The Folly of Youth
Ask the right questions up front
and along the way during
by Connie M. Borror
When I began analyzing data for various companies and researchers a long time ago, I learned an extremely valuable lesson: When given data, be sure to ask lots of questions about it before any analysis. This may seem completely obvious to readers of this column; however, I wanted to share a scenario with you based on what happened to me.
Working with two researchers, I was given a set of data similar to the following: 5.0, 4.0, 6.0, 3.0, 4.0, 6.0, 8.0, 8.0, 7.0 and 7.0.
Not much data to work with, but I suppose it was what they had. The first thing I thought to do was graph the data using a histogram (Figure 1). Obviously, this was not helpful, given the data set was so small. Next, a dot plot (Figure 2) and a box plot (Figure 3) were constructed. Not so useful again, but I thought, "Well, that’s about the best I can do with such a small set of data." Then some summary statistics were calculated, and a 95% confidence interval on the mean was produced (Table 1).

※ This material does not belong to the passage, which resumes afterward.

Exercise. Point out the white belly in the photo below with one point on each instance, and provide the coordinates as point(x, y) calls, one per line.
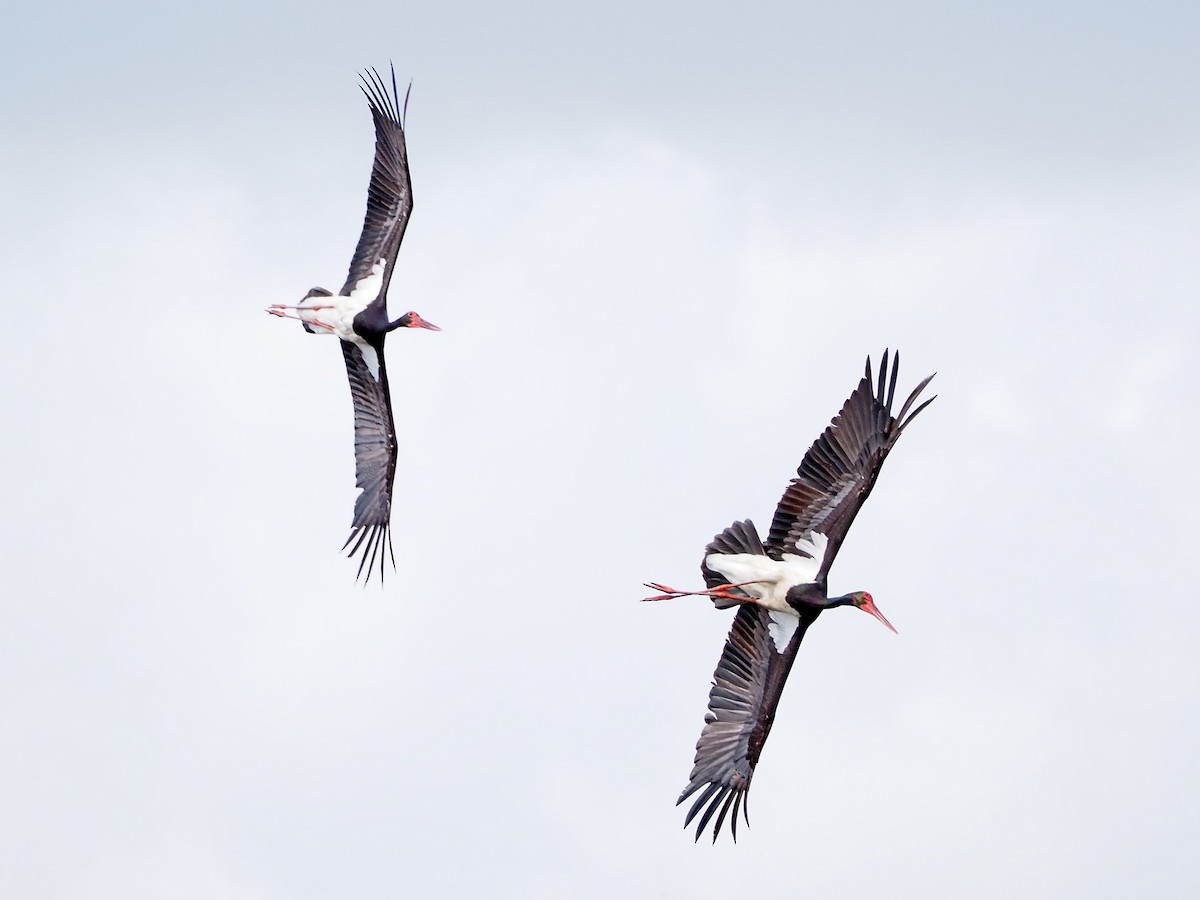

After I had gathered basic information, I summarized my findings in a simple short report. Being quite proud of myself, I presented the results to the researchers, thinking they would be enamored with my initial report. I could not have been more wrong. The researchers informed me the results made no sense.
As it turns out, the data given were number of outcomes, not actual measurements of an item (such as length, height and width), which is how I had treated the data. In looking at the original data again, I finally took note of the fact the decimal values were all zero. The data was really 5, 4, 6, 3, 4, 6, 8, 8, 7 and 7.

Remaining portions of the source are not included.